Apa kata Alkitab tentang hidup yang terasa sia-sia?
Kitab ini tidak menunda-nunda. Ia langsung menaruh tesisnya di depan pintu: "Kesia-siaan belaka, kata Pengkhotbah, kesia-siaan belaka, segala sesuatu adalah sia-sia" (Pengkhotbah 1:2). Dalam bahasa Ibrani ini adalah bentuk superlatif yang paling kuat, semacam "uap dari segala uap". Bukan berarti hidup tidak punya nilai, melainkan hidup tidak bisa dipegang. Ia menguap di antara jari-jari kita, persis seperti napas pada pagi yang dingin: nyata, kelihatan sebentar, lalu hilang.
Untuk membuktikannya, Sang Pengumpul melakukan sesuatu yang berani. Ia tidak berkhotbah dari mimbar; ia turun ke laboratorium hidupnya sendiri. Ia mencoba hikmat sampai batas, mencoba kesenangan sampai muak, membangun proyek-proyek besar, mengumpulkan harta, penyanyi, kebun, dan segala yang diinginkan matanya. Lalu ia berdiri di puncak semua itu dan menuliskan salah satu ayat paling jujur dalam Alkitab: "Ketika aku meneliti segala pekerjaan yang telah dilakukan tanganku dan segala usaha yang telah kuusahakan, maka nyatalah bahwa semuanya itu kesia-siaan dan usaha menjaring angin, karena tidak ada keuntungan di bawah matahari" (Pengkhotbah 2:11).

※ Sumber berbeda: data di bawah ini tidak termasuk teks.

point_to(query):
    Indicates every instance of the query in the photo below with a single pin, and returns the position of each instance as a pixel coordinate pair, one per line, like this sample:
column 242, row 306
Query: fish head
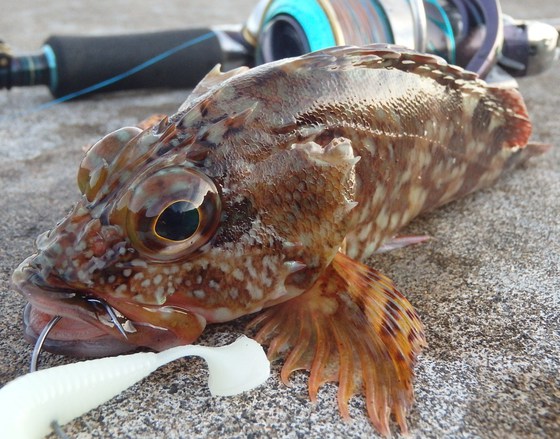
column 204, row 218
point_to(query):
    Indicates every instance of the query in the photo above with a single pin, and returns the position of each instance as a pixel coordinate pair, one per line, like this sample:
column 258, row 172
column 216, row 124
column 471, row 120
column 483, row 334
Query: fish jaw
column 86, row 330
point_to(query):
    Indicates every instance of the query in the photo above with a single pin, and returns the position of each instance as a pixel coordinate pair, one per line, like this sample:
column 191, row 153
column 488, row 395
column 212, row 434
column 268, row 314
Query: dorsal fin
column 213, row 78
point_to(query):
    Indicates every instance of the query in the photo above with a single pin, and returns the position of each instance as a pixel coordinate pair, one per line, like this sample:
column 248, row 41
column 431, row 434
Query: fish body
column 265, row 191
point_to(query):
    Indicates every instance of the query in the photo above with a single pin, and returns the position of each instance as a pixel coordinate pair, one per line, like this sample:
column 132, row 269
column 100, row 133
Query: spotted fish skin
column 288, row 165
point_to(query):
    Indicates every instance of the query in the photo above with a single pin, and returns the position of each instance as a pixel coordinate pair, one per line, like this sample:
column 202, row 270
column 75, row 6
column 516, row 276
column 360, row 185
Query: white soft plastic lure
column 31, row 403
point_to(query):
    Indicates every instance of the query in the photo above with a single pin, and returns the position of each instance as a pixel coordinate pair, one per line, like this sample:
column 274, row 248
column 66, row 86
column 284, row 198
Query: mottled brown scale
column 298, row 170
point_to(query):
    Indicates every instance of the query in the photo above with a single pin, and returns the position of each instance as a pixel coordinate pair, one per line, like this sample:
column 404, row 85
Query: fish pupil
column 178, row 221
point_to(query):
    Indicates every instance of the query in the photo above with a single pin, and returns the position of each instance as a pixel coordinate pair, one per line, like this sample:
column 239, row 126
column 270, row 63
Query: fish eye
column 172, row 213
column 178, row 221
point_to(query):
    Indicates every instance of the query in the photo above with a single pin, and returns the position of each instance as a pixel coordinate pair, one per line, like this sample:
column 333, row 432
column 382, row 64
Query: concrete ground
column 487, row 286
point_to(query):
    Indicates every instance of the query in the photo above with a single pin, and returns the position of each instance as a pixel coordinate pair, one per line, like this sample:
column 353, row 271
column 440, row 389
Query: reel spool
column 285, row 28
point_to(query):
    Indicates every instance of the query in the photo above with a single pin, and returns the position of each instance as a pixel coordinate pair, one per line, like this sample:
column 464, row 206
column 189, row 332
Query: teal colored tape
column 51, row 59
column 310, row 16
column 446, row 28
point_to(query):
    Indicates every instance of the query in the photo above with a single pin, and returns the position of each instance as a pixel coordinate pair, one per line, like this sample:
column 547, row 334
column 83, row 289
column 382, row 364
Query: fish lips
column 84, row 330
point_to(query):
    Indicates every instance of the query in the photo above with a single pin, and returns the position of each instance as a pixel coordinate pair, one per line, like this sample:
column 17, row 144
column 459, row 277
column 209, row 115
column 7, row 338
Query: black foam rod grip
column 85, row 61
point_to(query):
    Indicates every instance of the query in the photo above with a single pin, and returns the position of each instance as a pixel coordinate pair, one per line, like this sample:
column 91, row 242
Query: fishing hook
column 45, row 332
column 40, row 341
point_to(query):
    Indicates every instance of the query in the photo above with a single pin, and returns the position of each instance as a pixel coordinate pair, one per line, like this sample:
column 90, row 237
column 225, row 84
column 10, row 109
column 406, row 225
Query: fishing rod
column 474, row 34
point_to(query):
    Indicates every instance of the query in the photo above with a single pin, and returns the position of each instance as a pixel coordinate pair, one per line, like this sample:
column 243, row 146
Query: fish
column 266, row 193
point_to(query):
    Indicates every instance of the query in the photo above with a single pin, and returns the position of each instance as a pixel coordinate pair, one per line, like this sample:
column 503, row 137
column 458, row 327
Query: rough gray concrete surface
column 487, row 286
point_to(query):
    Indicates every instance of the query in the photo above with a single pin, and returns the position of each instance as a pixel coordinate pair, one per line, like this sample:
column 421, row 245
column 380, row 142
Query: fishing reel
column 471, row 33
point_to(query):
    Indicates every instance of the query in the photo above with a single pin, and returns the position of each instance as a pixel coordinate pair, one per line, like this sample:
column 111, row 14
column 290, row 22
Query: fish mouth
column 94, row 326
column 85, row 329
column 71, row 337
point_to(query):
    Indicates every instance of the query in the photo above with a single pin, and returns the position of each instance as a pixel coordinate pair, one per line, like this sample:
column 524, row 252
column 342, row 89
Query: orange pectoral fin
column 354, row 327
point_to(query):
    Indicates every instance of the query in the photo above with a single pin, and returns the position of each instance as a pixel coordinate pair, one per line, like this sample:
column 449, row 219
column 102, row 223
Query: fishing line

"Menjaring angin." Kalimat itu menggambarkan hampir seluruh energi manusia modern. Kita mengejar sesuatu yang tidak bisa ditangkap, dengan alat yang tidak mungkin menangkapnya, lalu menyalahkan diri sendiri karena jaringnya kosong.
Perhatikan juga anak kunci yang muncul hampir tiga puluh kali: "di bawah matahari". Itu bukan hiasan gaya bahasa. Itu batas cakrawala. Selama pandangan kita hanya sejauh apa yang ada di bawah matahari, di dalam siklus kerja, makan, tidur, menua, dan mati, maka kesimpulan Pengkhotbah tidak bisa dibantah. Segalanya memang uap. Kitab ini sengaja memaksa kita hidup di dalam batas itu sampai kita kehabisan napas, supaya kita akhirnya menengadah ke atas matahari.

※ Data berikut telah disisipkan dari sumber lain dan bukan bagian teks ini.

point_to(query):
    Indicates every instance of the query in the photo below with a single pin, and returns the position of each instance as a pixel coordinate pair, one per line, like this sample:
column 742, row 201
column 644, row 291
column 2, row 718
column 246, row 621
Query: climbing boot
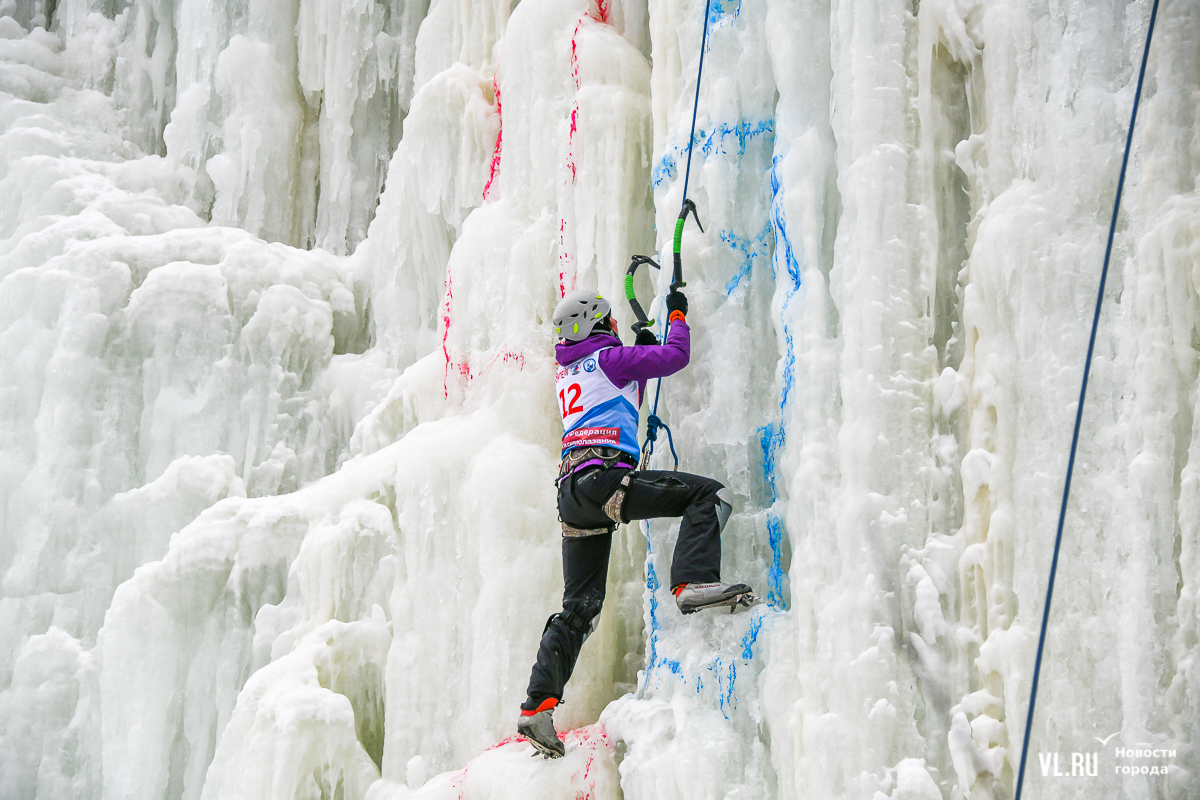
column 693, row 597
column 538, row 727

Dan di tengah semua itu, ada kalimat-kalimat yang mengubah segalanya. "Untuk segala sesuatu ada masanya, untuk apapun di bawah langit ada waktunya" (Pengkhotbah 3:1). Ini bukan puisi romantis untuk kartu ucapan. Ini pengakuan bahwa waktu bukan milik kita. Ada masa menanam dan masa mencabut, masa menangis dan masa tertawa, dan kita tidak memegang saklarnya. Lalu datang pengakuan yang lebih dalam lagi: "Ia membuat segala sesuatu indah pada waktunya, bahkan Ia memberikan kekekalan dalam hati mereka. Tetapi manusia tidak dapat menyelami pekerjaan yang dilakukan Allah dari awal sampai akhir" (Pengkhotbah 3:11).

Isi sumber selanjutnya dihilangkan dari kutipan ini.